The constitution has never been right, never been fair, because it never recognised our existence.
We have never been lost, and it's now time in 2023 to vote for our equality, our existence. And by doing so through a voice to the Australian parliament. A voice that will ensure that proposed legislation or policies that affect us can be agreed upon or questioned and, importantly, will include vital advice from us. You see, the ability to give advice to government, will absolutely help make better decisions and ultimately lead to better outcomes for everyone.
On June 21, 2007, Liberal Prime Minister John Howard launched the Northern Territory Intervention. The Racial Discrimination Act (RDA) was suspended to allow this control of an explicitly racist and grossly regime over my people's lives and NT Aboriginal communities. The army was sent into Aboriginal lands which sent a clear message that the Commonwealth was in complete control. It was the only time that the Australian Army mobilised for law and order was towards Aboriginal people for the NT intervention.
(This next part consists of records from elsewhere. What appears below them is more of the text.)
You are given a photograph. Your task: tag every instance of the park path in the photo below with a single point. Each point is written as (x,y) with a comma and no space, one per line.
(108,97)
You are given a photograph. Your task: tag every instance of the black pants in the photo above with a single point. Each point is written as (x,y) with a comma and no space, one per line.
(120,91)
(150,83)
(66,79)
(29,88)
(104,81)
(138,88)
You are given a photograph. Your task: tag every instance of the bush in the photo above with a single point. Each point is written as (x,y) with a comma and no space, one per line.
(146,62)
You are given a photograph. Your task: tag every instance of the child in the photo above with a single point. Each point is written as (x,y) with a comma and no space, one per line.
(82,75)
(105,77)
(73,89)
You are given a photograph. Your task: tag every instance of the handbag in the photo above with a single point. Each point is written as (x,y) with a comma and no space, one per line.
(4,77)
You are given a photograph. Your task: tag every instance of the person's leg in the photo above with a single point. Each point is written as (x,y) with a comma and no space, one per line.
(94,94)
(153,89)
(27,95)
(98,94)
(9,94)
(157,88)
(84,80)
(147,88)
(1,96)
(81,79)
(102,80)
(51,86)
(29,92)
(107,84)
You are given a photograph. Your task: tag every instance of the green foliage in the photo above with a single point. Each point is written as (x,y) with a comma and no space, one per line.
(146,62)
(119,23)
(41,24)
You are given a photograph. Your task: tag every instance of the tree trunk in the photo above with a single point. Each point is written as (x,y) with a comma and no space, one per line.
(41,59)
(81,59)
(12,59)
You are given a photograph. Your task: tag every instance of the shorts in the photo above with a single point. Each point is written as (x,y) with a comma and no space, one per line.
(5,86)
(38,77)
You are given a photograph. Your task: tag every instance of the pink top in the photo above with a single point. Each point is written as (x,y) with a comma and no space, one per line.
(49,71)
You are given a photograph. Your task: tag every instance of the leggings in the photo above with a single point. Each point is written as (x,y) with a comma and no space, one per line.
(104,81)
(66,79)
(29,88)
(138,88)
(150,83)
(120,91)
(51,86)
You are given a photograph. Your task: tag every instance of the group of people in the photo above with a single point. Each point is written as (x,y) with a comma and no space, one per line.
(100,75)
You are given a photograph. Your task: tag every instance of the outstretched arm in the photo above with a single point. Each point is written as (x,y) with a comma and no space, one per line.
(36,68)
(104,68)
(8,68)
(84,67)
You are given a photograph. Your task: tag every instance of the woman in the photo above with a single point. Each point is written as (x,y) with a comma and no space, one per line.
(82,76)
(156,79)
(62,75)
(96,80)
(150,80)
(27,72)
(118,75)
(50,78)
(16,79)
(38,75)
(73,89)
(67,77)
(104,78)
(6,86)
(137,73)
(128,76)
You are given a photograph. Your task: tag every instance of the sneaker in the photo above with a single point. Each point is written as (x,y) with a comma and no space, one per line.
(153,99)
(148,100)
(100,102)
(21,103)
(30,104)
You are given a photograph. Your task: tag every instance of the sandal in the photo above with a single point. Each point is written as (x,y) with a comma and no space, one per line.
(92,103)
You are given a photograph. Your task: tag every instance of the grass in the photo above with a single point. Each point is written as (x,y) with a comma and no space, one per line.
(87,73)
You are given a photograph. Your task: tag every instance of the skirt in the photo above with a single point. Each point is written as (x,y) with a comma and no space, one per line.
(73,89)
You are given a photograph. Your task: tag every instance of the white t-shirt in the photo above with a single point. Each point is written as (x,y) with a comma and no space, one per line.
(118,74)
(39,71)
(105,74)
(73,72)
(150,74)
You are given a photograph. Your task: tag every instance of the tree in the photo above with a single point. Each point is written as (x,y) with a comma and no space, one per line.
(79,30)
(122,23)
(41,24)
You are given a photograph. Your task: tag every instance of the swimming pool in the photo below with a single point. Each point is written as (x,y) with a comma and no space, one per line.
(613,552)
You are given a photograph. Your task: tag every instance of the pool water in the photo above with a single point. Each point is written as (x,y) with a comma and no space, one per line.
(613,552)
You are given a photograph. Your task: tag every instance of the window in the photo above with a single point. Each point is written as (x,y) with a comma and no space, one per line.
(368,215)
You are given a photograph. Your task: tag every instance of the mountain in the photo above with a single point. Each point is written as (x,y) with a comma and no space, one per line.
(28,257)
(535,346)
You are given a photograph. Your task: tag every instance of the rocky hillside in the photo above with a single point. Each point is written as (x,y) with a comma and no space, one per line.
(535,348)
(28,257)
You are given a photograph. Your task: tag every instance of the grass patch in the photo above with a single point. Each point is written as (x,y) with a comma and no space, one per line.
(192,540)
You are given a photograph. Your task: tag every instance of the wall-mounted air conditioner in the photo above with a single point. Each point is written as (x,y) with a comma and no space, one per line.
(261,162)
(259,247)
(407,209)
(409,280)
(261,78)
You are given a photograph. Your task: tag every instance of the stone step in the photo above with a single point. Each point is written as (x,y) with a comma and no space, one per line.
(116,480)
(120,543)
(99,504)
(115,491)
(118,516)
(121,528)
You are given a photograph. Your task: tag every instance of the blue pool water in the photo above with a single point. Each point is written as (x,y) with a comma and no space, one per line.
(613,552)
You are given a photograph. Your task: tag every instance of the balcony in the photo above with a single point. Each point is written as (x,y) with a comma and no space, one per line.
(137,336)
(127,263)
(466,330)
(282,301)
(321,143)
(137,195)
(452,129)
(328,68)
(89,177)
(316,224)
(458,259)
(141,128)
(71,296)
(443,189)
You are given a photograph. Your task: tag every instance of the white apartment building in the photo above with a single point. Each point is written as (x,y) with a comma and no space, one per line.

If we had a voice to parliament, we could have absolutely questioned and rightly so disagreed about that legislation that damaged Aboriginal people then and continues to do so now with its continuation and the aftermath of it. That intervention happened to Aboriginal people, it scarred Aboriginal people and now many of those people have gone on to have children, with that trauma passed on to the next generation. This is evident in some of the issues we are seeing today with some of the youth anti-social problems in the NT.
We need continuity of good legislation, good policies to have positive impact on our lives and communities. Successive governments keep changing policies every time they come into power, meaning all continuity in Aboriginal Affairs is crushed. This is the point of enshrining this advisory into the constitution. Australia does not lose anything, it only gains!
In 2017, Australians voted in favour of marriage equality. The victory for the Yes led to the Marriage Act of 1961 being updated. I am calling upon everyone who voted for equality then to vote for equality now! Our country, its people, deserve it. For does not the Australian National Anthem decry: 'For we are ONE and free'?
I represented 23 million Australians so proudly for 13 years in the Commonwealth Games and the Olympics. I won gold for you and our country. I'm now respectively asking you to represent me and write YES in the referendum vote this Saturday.
Nova Peris OAM OLY is a former Senator, dual Australian Olympian and gold medallist and recently inducted into the Sports Australia Hall of Fame. Nova is proud Aboriginal woman of the Gija, Yawuru and Bunitj Gagudju peoples.